Keyless chucks have taken the drill/driver market by storm in recent years. Now, tool-free chucks are a reality for drill presses, too. Craftsman and Powermatic are the only machines in this group to have them, but they’re mighty nice. Just slip a bit in and give two knurled collars a twist. That’s it...the bit is tight. I tried these out with some large bits and heavy-handed hogging cuts, but they didn’t lose their grip. Best of all, I never misplaced that infernal chuck key. With these new chucks, who needs it?!
New Light Shows
Worklights on drill presses aren’t new, but I like the gooseneck lamps that come on the Steel City, Craftsman and Delta presses. It’s helpful to be able to direct light right where you need it. Powermatic has done away with the bulb completely; the PM2800 has two LED lights, which should never burn out or break. They provide shadow-free illumination.
A bigger change in lighting is the addition of laser crosshairs. Ryobi, Powermatic and Craftsman have them. At first I was a bit skeptical about this convenience, but on closer inspection, the lasers are quite nice. When the beams are dialed in precisely (and all of them adjust easily), you know exactly where the centerpoint of your bit will hit the mark. For drilling those really critical holes, here’s a way to split hairs.
Drill presses make decent drum sanders, but an oscillating spindle sander does the job in less time because of that second, up-anddown motion.
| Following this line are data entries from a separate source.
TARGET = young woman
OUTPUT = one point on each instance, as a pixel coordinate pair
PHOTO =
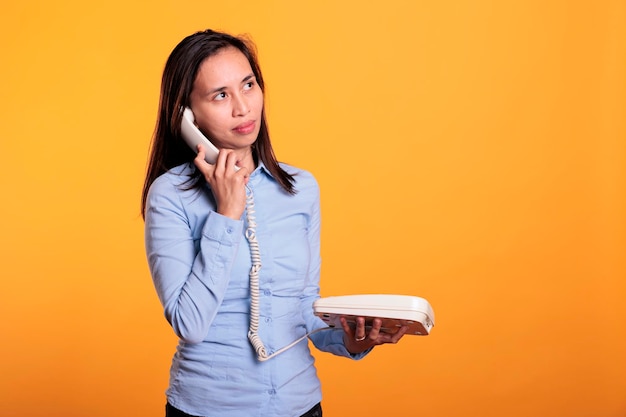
(234, 248)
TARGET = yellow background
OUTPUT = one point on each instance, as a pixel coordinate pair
(469, 152)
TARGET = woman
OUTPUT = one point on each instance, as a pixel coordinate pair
(234, 248)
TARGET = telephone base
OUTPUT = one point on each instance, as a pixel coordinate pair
(395, 311)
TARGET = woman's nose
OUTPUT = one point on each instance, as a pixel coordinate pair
(240, 105)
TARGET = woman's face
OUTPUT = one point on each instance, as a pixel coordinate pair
(226, 100)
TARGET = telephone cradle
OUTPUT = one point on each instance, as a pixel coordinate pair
(394, 310)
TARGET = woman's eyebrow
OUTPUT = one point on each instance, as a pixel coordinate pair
(219, 89)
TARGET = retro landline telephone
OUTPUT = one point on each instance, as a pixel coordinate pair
(394, 310)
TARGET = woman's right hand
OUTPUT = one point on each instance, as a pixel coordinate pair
(227, 184)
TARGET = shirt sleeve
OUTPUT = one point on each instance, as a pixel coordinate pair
(190, 277)
(330, 340)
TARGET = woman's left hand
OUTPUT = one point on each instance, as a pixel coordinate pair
(358, 339)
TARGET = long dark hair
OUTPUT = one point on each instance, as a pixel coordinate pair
(168, 148)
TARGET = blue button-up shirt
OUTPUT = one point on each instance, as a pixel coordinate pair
(200, 263)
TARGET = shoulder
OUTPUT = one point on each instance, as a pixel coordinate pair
(304, 180)
(170, 182)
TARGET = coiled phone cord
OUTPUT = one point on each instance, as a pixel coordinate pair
(255, 253)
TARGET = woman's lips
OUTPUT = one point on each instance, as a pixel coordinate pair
(244, 128)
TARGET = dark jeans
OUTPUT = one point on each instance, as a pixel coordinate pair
(170, 411)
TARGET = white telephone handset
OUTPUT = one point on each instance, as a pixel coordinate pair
(193, 137)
Wouldn’t it be slick if a drill press did that, too? Well, one does: Shop Fox’s W1668 benchtop model, and it deserves a tip of the hat for that sensible feature. All it takes to engage the oscillating motion is slipping a separate belt onto a dedicated pulley. This engages a gear that moves the quill up and down almost an inch. It’s just enough motion to give your sanding efforts that added advantage. Shop Fox also makes drum sanding more convenient by providing a set of sanding drums as well as a modified table with an oversized pass-through hole, dust collection port and drum reducer rings. For small shops or tight budgets, this machine’s dual capacity should make it a great value.
Improved Operator Controls
In my experience, the tools that seem safest can actually be the most dangerous if you aren’t diligent all the time. Spinning bits can be hazardous. That’s why I’m happy to see several of these models equipped with oversize kill switches and safety lock-offs ... just in case.
Quill handles have taken a few steps forward in design as well. Powermatic allows you to install the handles on either the left- or right-hand side, with no special modifications. Lefties should love this. I’m also impressed with Craftsman’s single-lever pull: it has a number of detents inside the handle mount so you can position the lever wherever it lends the best advantage to what you’re doing. For a long throw, set it farther back; move it forward for shallow or repetitive work.
Here’s another dandy doodad: tool-free depth stops. Most drill presses employ a pair of nuts on the depth stop rod to set drilling depth, which works OK. On the Steel City, Craftsman and Delta drill presses, however, all you do is push a button on the stop collar to make the coarse adjustment, then turn it for fine-tuning.
One last goodie worth noting is overall quill travel. You never know when you’ll need to drill a really deep hole, and most drill presses bottom out at about 4" of drilling depth. If you could use a few inches more from time to time, consider Delta and Steel City’s drill presses; both provide 6" of quill travel.
Drilling has Never Been Better
Drilling holes may be among the more mundane aspects of our fine craft, but these new drill presses will make the job more enjoyable and precise. Given the bounty of good woodworking features emerging here, I’m hoping other manufacturers will follow suit. After all, drill presses may have got their start in metal shops, but they’re certainly in our woodshops to stay.